In May of 1831, Alexis de Tocqueville interviewed "the well known son of TAE (1)" and Robert took him to a dinner on June 23rd to introduce him to New York's most distinguished social leaders. Always active in political advocacy for a free and independent Ireland, Robert was President of the Repeal Association in 1841 - a group formed to pressure the British government to repeal the Act of Union between Ireland and England. In 1848 he was part of a Directory formed to send aid to his countrymen who were attempting to overthrow the British; he spoke at a large meeting, saying "If Ireland cannot achieve her independence without bloodshed, let it be with blood." In addition he was one of the founders of the Republican Party which was initially formed to advocate for the abolition of slavery because the Democratic Party was controlled by southern slave owners at the time.

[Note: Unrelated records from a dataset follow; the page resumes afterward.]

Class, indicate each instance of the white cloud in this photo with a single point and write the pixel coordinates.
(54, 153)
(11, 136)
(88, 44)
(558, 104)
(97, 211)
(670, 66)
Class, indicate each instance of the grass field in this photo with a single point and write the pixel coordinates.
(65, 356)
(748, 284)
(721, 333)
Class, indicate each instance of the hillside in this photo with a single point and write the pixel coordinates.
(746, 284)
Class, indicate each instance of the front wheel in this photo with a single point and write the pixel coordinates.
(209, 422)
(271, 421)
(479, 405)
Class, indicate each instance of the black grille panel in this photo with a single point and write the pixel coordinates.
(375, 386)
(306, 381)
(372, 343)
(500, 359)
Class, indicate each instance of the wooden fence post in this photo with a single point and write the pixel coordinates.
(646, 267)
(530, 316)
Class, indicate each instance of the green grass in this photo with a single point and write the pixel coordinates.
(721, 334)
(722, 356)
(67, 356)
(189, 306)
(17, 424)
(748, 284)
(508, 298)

The first national convention of the Republican Party was held in Philadelphia in 1856 and Judge Robert Emmet (2), the former Democrat, was the keynote speaker.

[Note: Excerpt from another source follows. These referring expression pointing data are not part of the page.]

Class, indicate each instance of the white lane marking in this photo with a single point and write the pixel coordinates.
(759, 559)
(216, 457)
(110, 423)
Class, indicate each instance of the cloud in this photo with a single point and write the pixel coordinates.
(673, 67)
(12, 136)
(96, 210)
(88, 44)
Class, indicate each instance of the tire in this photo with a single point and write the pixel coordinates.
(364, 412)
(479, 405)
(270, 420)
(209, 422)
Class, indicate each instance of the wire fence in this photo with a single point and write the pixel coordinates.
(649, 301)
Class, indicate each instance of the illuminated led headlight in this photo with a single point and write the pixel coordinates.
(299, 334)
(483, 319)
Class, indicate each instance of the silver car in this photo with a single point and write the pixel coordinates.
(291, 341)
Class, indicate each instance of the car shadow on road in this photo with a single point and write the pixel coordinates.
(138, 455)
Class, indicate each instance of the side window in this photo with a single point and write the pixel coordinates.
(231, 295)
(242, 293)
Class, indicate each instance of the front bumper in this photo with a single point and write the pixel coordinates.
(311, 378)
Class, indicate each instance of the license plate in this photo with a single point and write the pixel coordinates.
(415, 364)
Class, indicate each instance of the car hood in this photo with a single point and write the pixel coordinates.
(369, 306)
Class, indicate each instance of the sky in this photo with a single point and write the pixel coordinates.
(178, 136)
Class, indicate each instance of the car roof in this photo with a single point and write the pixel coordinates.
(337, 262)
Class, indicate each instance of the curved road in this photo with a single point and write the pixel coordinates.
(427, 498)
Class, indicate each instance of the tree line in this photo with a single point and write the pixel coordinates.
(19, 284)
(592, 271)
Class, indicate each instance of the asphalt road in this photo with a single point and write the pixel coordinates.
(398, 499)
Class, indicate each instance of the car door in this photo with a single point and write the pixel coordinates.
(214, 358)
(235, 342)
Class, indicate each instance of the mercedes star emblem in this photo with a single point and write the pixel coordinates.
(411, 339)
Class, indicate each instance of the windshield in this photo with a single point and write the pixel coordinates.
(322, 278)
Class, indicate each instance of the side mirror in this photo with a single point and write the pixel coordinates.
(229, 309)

In 1849 Robert went to the theater on Astor Place to watch a performance of Macbeth, starring a family friend, the famous British actor named William Macready. On the same night, in a different theater, an equally famous actor, Edwin Forrest, an American with an Irish background, also appeared in Macbeth. There was no love lost between the two actors - in fact, they were engaged in a bitter personal feud; the press, followed every detail, and most New Yorkers were equally divided in their affections. Macready was seen as a snobbish aristocratic and elite Englishman, while Forrest was thought to be the embodiment of robust egalitatian American values.

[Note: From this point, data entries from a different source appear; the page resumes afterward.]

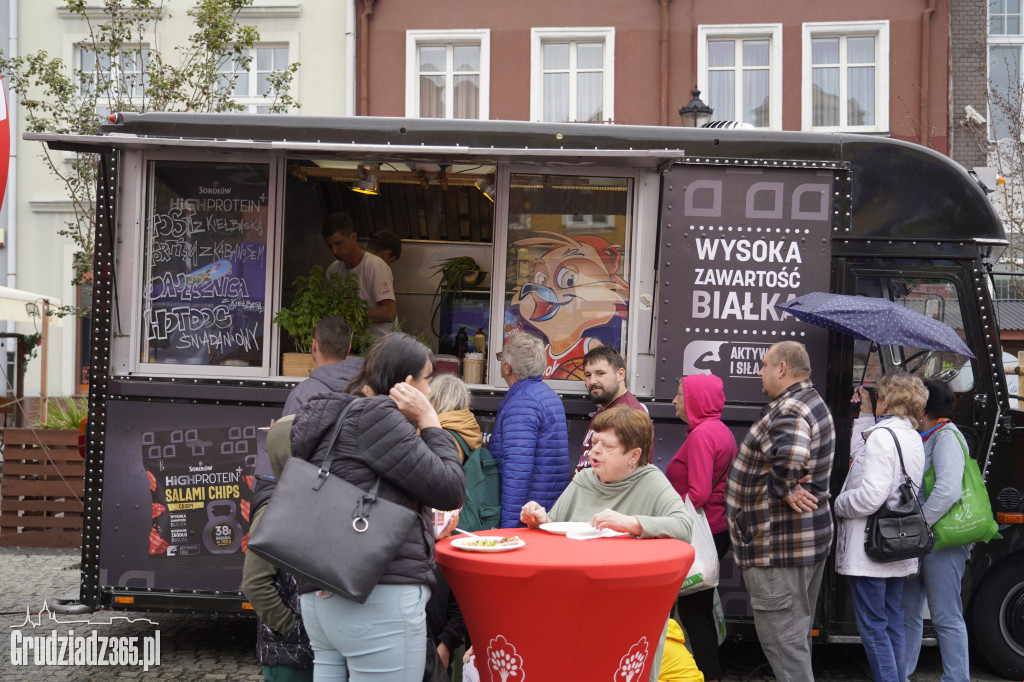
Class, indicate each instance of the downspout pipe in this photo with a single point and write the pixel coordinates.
(926, 44)
(350, 58)
(11, 193)
(664, 42)
(368, 9)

On the night of May 10th, the audience in the Astor Place theater was so raucous that most of the lines could not be heard. A crowd gathered outside and started to throw paving stones at the windows, and the police could not hold them back. When Macready retreated to his dressing room, Judge Emmet came in, urged the actor to put on some robes to cover his kingly costume, and ushered him out a side door, walking him hastily through the mob to his own house at 68 West 8th street, a short distance from Astor Place. There Robert's two sons, Robert (13) and Richard Stockton (14) managed to find a carriage, brought it to the house at 4 in the morning and Richard spirited Macready to the Emmet country house in New Rochelle. From there, he took the actor on a train to Boston and remained with him until a ship to England was found. Macready never returned to America and never stopped referring to Dick Emmet, whose bravery and kindness saved his life.
Robert and Rosina bought a country place in New Rochelle in the 1830s, perhaps to escape the increasingly difficult conditions in the city. Rosina died in New York, not long after the Astor Place Riots, and all but one of her children survived her. She was buried in the NYC Marble Cemetery in a vault purchased by Robert (2)'s younger brother Tom (6). Her husband lived on another twenty years, avoiding the cholera epidemics in New York, the commercial interruptions caused by the Civil War and the Draft riots of 1863 - moving to New Rochelle for good in 1860 with six of his adult children, including William Jenkins (17) and his wife Julia with four of their children. Robert (2) was one of the founders of the NYC Bar Association in 1870, helping to draw up the constitution and the by-laws. Three years later he died in New Rochelle at the age of 80. Praised by all for his ability and integrity, he is believed to be buried in Beechwoods Cemetery in New Rochelle alongside other members of his family.